Der Konkurrenzkampf zwischen China und den USA
Es scheint sich in vielen Bereichen ein enger Konkurrenzkampf zwischen chinesischen und amerikanischen Unternehmen abzuspielen. Amazon und Alibaba, Google und Baidu sowie ChatGPT und der Ernie Bot 3.5 — amerikanische Inventionen werden von China kopiert und drohen in manchen Bereichen abgelöst zu werden. Allerdings gilt es als fraglich, ob chinesische Technologien die westlichen Erfolgsrezepte gänzlich übernehmen können. So gab Xia Zuoquan, Investor und Chef von Zhengxuan Investment, zu bedenken, dass China noch grundlegender Forschungen bedürfe, um etwa große Sprachmodelle wie ChatGPT selbst zu entwickeln. Viele Algorithmen und Kerntechnologien stammen aus Amerika, die sich nicht so einfach kopieren ließen, so Zuoguan. Andererseits sind alle westlichen Autohersteller im großen Maße von chinesischen Batterien abhängig. So wird auch Teslas Model Y mit BYD-Batterien bestückt. Die Batterie-Dominanz Chinas wird zu einem Problem für westliche Autohersteller, die sich zunehmend von Firmen wie CATL abhängig machen müssen, wenn nicht bald eigene Batterien produziert und seltene Mineralien im westlichen Einflussbereich bezogen werden können. Somit hält BYD den letzten Trumpf in der Hand und es scheint, als habe das chinesische Unternehmen den längeren Atem. Es darf an dieser Stelle nicht vergessen werden, dass VW derzeit aus dem chinesischen Markt verdrängt wird. Ähnlich könnte es Tesla ergehen, wenn BYD und Aion fortschrittliche Batterien entwickeln und zudem noch niedrigere Preise anbieten können.

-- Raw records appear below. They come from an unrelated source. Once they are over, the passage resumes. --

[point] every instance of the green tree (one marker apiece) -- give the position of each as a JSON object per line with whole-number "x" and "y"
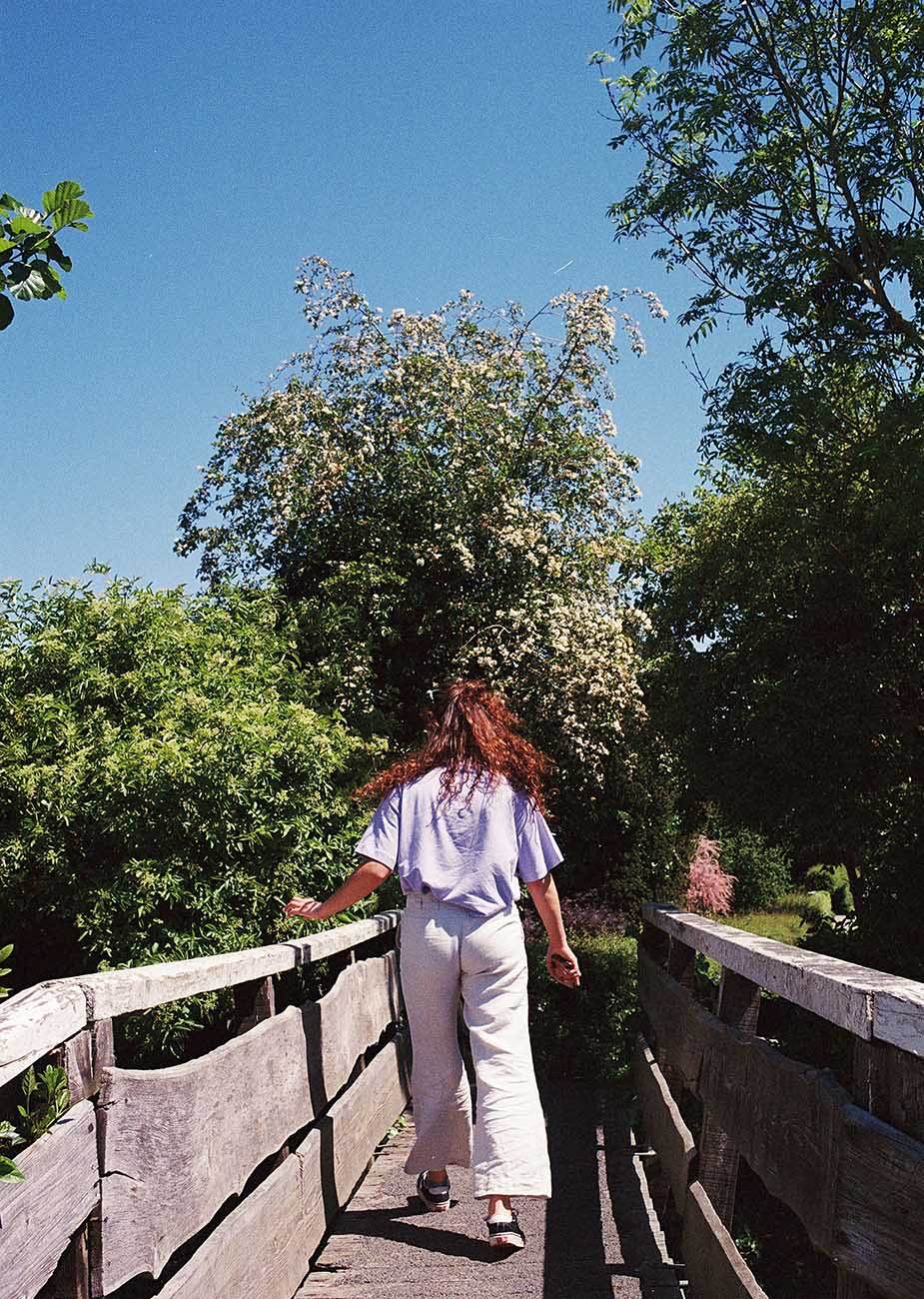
{"x": 783, "y": 160}
{"x": 442, "y": 494}
{"x": 781, "y": 167}
{"x": 166, "y": 780}
{"x": 31, "y": 260}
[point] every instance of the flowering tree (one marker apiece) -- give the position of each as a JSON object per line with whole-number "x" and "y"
{"x": 442, "y": 494}
{"x": 710, "y": 887}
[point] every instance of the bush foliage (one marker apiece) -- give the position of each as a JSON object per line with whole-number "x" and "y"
{"x": 166, "y": 779}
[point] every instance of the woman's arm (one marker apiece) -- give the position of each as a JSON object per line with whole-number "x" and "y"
{"x": 559, "y": 960}
{"x": 364, "y": 881}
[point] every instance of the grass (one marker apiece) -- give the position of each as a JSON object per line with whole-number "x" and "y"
{"x": 785, "y": 926}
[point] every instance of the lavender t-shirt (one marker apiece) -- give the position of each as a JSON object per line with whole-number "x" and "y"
{"x": 469, "y": 856}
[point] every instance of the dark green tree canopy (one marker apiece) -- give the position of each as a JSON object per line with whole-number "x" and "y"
{"x": 783, "y": 159}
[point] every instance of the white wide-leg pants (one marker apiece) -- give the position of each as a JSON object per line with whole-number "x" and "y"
{"x": 447, "y": 952}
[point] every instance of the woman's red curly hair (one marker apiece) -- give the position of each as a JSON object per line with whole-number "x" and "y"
{"x": 469, "y": 726}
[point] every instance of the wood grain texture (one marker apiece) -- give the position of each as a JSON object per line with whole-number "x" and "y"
{"x": 783, "y": 1116}
{"x": 315, "y": 947}
{"x": 179, "y": 1141}
{"x": 263, "y": 1248}
{"x": 112, "y": 992}
{"x": 664, "y": 1126}
{"x": 880, "y": 1206}
{"x": 680, "y": 1024}
{"x": 714, "y": 1267}
{"x": 862, "y": 1000}
{"x": 898, "y": 1016}
{"x": 738, "y": 1004}
{"x": 35, "y": 1021}
{"x": 39, "y": 1216}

Musks Trumpf: Der Autopilot
Elon Musk, der mit seinen erratischen und riskanten Entscheidungen so manchen Erfolg verbuchen konnte, könnte hingegen auf einem anderen Feld punkten, das Tesla langfristig an die Spitze des globalen Automarktes bringen dürfte: dem autonomen Fahren. So arbeitet das Unternehmen derzeit an „TruthGPT“, einer künstlichen Intelligenz, die das autonome Fahren perfektionieren soll. Sofern es gelänge, den Tesla Autopilot zu optimieren, hätte das Unternehmen einen riesigen Vorteil, den die chinesischen Anbieter erst in mühsamer Forschungsarbeit kopieren müssten, ein Vorhaben, das viele Jahre in Anspruch nehmen dürfte. Zwar arbeiten chinesische Firmen auch mit Hochdruck daran, Alternativen zu KI-Technologien der USA zu entwickeln. Doch bisher erwies sich noch keine dieser Eigenentwicklungen als nur annähernd funktional, sodass Tesla und die USA in diesem Feld vorerst führend sein werden.